In an op-ed published in Saturday's New York Times, the editorial board wrote:
The latest jobs report showed that unemployment fell to 5.5 percent in February and that 295,000 jobs were added to the economy. But the labor market is not as healthy as those figures might suggest ...
Another sign of weakness is stagnant wage growth. In a stronger job market, competition for labor would push up wages as it pulled down unemployment. But wages have barely budged throughout the nearly six-year-old recovery ...
The Fed should hold off until wages are growing in tandem with inflation and productivity. In the meantime, it should use its regulatory tools to ensure that low-interest-rate credit is put to productive uses and not speculative bubbles. Of course, Congress should do its part for job creation and economic growth - say, by financing infrastructure projects. Its inability to act is yet another reason the Fed has to get its response right.
It's quite a statement coming from one of the most circulated newspapers in the US.

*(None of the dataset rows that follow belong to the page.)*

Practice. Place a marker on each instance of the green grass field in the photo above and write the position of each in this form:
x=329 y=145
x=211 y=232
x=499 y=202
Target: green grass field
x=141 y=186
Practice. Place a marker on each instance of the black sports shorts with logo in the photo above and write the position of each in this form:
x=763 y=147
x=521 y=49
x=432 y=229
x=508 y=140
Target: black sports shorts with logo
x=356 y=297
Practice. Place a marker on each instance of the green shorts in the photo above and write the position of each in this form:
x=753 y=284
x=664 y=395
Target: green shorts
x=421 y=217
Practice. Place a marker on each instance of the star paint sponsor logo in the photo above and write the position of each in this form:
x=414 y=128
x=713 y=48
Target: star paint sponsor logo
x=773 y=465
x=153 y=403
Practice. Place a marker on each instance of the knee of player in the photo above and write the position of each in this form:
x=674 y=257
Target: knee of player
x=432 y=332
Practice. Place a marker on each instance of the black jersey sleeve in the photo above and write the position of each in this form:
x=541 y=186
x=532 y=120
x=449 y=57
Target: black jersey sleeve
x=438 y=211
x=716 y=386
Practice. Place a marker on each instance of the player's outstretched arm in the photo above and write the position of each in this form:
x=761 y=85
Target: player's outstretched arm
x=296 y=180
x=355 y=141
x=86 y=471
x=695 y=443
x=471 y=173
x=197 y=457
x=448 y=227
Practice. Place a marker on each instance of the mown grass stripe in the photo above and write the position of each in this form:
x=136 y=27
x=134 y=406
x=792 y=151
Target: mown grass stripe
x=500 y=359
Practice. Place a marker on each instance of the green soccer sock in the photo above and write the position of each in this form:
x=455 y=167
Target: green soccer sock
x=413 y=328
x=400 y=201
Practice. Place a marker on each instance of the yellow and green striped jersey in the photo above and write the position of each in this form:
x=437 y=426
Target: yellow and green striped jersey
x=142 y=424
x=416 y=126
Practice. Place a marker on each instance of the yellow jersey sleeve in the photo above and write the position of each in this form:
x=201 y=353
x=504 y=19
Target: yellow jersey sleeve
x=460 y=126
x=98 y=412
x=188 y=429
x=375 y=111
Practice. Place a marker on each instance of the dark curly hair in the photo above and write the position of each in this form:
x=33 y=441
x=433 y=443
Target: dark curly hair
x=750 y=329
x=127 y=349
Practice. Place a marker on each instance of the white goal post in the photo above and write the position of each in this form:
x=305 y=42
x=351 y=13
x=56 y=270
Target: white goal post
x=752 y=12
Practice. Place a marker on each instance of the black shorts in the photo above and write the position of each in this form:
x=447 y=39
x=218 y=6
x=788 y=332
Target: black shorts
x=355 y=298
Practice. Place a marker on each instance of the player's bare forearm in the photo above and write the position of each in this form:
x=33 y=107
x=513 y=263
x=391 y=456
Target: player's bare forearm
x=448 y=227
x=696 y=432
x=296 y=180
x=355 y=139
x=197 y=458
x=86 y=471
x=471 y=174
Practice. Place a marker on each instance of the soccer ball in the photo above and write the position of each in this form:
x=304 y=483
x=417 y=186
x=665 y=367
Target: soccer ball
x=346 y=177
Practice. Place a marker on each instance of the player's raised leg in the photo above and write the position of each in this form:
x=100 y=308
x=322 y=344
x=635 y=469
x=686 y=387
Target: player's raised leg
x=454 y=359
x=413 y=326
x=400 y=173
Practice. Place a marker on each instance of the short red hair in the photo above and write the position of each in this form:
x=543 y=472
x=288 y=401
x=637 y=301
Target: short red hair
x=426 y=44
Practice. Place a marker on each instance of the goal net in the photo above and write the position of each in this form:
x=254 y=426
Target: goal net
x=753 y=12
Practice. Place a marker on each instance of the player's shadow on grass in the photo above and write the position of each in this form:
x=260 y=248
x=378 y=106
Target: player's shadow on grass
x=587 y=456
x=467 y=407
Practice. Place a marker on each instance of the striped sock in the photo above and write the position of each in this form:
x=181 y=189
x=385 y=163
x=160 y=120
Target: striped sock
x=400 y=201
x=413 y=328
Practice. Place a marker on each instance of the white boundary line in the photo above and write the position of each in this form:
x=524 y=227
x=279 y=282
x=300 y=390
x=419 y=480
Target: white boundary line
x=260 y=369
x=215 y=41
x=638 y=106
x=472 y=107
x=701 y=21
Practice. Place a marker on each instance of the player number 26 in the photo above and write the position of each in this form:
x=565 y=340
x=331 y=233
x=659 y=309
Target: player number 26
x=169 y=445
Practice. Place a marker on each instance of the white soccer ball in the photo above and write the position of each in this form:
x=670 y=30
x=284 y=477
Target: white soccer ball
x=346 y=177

On Friday, the jobs report beat expectations, as the economy added 295,000 jobs and the unemployment rate fell to 5.5%. Following the report, some economists declared that the economy had reached the upper edge of what the Fed would consider "full employment."
Notably, the New York Times' Paul Krugman wrote on Friday that we ought not get too excited about a 5.5% unemployment rate, though this is, again, the upper edge of what the Fed considered NAIRU, or an unemployment rate at which inflation starts accelerating.
Krugman wrote on Friday that the Fed should wait until it sees more a meaningful acceleration in inflation to raise rates, using the example of the patience then-Fed chairman Alan Greenspan had in the 1990s. Back then, the NAIRU was believed to be around 6%, but the Greenspan Fed waited, not raising interest rates until inflation really showed up, a move that helped lead to a broad labor market expansion that saw the unemployment rate eventually dip below 4%.
Following Friday's report, stocks and bonds both sold off as the market began to more seriously price in the possibility of the Fed raising interest rates at its meeting in June.
We'll next hear from the Fed on March 18, when the FOMC announces its latest monetary policy decision and Fed chair Janet Yellen fields questions in a press conference following that announcement.